Review of Hantek DSO8102E hand held oscilloscope

This article is a brief review of some issues that were found with initial testing of a Hantek DSO8102E two channel 100MHz hand held oscilloscope.

The DSO8102E is a member of the DSO8000 series (DSO8060, DSO8070E, DSO8100E, DSO8150E, DSO8200E), and shares most specifications across the series.

The specifications are very impressive, and price at just under $1000 for a Chinese brand seemed reasonable (hand held oscilloscopes are expensive compared to bench oscilloscopes).

The test scenario was a practical application, observation of the data traffic to/from a DHT22 temperature and humidity sensor in the project ESP8266 IoT DHT22 temperature and humidity – evolution 2.

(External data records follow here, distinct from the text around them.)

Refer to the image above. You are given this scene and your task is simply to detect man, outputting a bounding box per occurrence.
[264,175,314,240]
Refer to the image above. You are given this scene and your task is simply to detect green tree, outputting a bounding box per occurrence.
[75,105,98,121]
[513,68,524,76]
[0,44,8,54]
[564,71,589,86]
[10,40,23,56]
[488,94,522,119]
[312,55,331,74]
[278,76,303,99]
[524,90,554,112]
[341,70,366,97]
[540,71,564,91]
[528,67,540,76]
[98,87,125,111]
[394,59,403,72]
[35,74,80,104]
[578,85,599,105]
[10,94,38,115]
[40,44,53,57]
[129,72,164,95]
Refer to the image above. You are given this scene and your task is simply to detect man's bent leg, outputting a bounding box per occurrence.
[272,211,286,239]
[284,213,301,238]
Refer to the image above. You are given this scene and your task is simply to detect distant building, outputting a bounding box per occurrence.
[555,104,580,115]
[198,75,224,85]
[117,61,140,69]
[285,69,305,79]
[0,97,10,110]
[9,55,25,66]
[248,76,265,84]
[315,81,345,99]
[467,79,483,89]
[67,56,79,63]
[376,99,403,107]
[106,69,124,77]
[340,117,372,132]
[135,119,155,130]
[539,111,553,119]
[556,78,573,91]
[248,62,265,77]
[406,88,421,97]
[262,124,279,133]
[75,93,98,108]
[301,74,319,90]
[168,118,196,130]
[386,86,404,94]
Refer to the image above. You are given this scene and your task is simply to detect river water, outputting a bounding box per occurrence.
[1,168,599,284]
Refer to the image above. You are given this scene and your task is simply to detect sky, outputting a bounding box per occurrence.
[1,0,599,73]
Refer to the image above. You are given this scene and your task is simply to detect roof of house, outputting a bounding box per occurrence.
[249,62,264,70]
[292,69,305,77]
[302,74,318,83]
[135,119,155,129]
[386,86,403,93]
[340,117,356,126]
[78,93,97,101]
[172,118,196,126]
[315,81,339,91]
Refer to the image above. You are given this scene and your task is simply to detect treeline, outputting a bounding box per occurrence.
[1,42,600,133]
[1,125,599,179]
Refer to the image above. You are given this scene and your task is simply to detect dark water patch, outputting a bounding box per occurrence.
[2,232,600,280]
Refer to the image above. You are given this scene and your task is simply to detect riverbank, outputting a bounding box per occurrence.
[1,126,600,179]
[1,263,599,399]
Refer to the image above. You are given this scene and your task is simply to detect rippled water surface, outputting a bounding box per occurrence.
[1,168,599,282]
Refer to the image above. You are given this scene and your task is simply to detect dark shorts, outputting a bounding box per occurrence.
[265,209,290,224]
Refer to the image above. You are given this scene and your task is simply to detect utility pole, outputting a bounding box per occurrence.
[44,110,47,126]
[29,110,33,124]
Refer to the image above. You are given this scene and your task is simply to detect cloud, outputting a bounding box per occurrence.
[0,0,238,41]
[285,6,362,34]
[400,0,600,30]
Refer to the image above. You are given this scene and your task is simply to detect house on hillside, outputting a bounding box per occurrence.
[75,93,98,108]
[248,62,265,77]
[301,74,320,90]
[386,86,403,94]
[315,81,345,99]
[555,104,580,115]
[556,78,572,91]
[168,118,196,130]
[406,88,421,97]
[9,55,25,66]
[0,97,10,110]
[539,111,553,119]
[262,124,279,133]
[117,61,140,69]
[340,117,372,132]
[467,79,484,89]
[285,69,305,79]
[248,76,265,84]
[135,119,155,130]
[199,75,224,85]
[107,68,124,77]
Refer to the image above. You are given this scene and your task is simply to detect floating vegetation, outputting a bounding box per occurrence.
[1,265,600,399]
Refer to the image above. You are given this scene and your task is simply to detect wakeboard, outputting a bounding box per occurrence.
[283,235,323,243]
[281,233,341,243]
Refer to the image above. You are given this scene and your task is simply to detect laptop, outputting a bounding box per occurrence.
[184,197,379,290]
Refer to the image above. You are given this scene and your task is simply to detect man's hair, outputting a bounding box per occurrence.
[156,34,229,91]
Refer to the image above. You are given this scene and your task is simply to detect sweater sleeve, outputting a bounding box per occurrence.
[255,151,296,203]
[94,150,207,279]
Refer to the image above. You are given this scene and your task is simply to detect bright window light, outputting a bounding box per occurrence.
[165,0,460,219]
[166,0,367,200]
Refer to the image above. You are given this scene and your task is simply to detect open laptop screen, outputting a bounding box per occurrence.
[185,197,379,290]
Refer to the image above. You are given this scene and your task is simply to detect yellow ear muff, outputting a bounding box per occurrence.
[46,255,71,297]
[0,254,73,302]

Issue 1: Menu often does not clear away from the screen

Above is a screen shot of the menu bar repeated on the screen, the upper 66% of the menu display should have been erased when the menu function completed. Pressing some other buttons sometimes clears the menu from the display so that the full trace area is visible.

Issue 2: Scrolling timebase causes random button activation and activation of “auto” settings

Above, holding the up/down buttons of the timebase setting switch causes random button activation and activation of “auto” setting… requiring applying the desired settings again. This seemed to not happen if the repeat feature of the buttons was not used, but that makes use very tedious.

Issue 3: Missed trigger

Above is a pic of the Hantek DSO8102E and Tek TDS2024C observing the same signal in normal trigger mode, and the Hantek failed to capture the waveform shown on the Tek probably due to excessive latency in the Hantek resulting in it missing the following trigger event well after the pulses that it did capture.

Issue 4: Whilst waiting for a trigger in single mode, a spurious signal is displayed and a flash light on the rear comes on

Above, the pulse shown on the display was not present on the input (a parallel scope was monitoring the same signal), the transition is spurious and it triggered the single trace mode and switched a LED flashlight on the rear on for no reason (there is no mention of a flashlight or camera light in the manual).

Issue 5: Failure to erase previous trace sometimes

Above is a case where in normal trace trigger mode, it fails to erase the previous trace when drawing a new one, the rectangular pulses here a from a trace that should have been erased and the current even is simply a single -ve step about 2 div from left. This becomes very confusing when rapidly changing waveforms are displayed. If the screen is printed, only the last trace is printed and it repaints the display without the stale trace.

Other issues

There were other lesser issues.

  • Silicone buttons jam in the panel cutout.
  • Compensation capacitor in one probe was very stiff and damaged the plastic trimmer screwdriver supplied with the probe.
  • PC software would not work with the DSO8102E despite the driver installing ok and reporting all ok.

The tests were not structured, and not comprehensive. All reported problems were revealed trying to display a waveform that was well understood and finding that the display on the Hanteck was not as expected.


Hantek were contacted for assistance, but they gave none.

The seller was more supportive than Hantek, and obliged with prompt handling of the problem and the return. A 100% feedback Chinese seller (which is a rarity) who deserved his rating.


The DSO8102E is more than just an oscilloscope, it incorporates a waveform generator and DMM, but these functions were not evaluated due to serious failures of the oscilloscope function.

The DSO8102E exhibited a wide range of defects, most of which were of themselves reason to reject the instrument.

Assistance was sought from Hantek, but none was given.

After a week of testing and no response from Hantek, the eBay return process was activated and the thing sent back to China.

eBay seller protection was an important factor in risk assessment of the purchase, and as it turned out it was activated and saved an otherwise considerable monetary loss.

Hantek could be translated to “Chinese Tek”, but though my Tek TDS2024C is made in China, it is vastly superior to the Hantek which should probably be translated as “unsupported Chinese junk”.

Had the thing worked properly, it would have been quite a good instrument, but it was plagued by so many problems that speak so loudly of Hantek.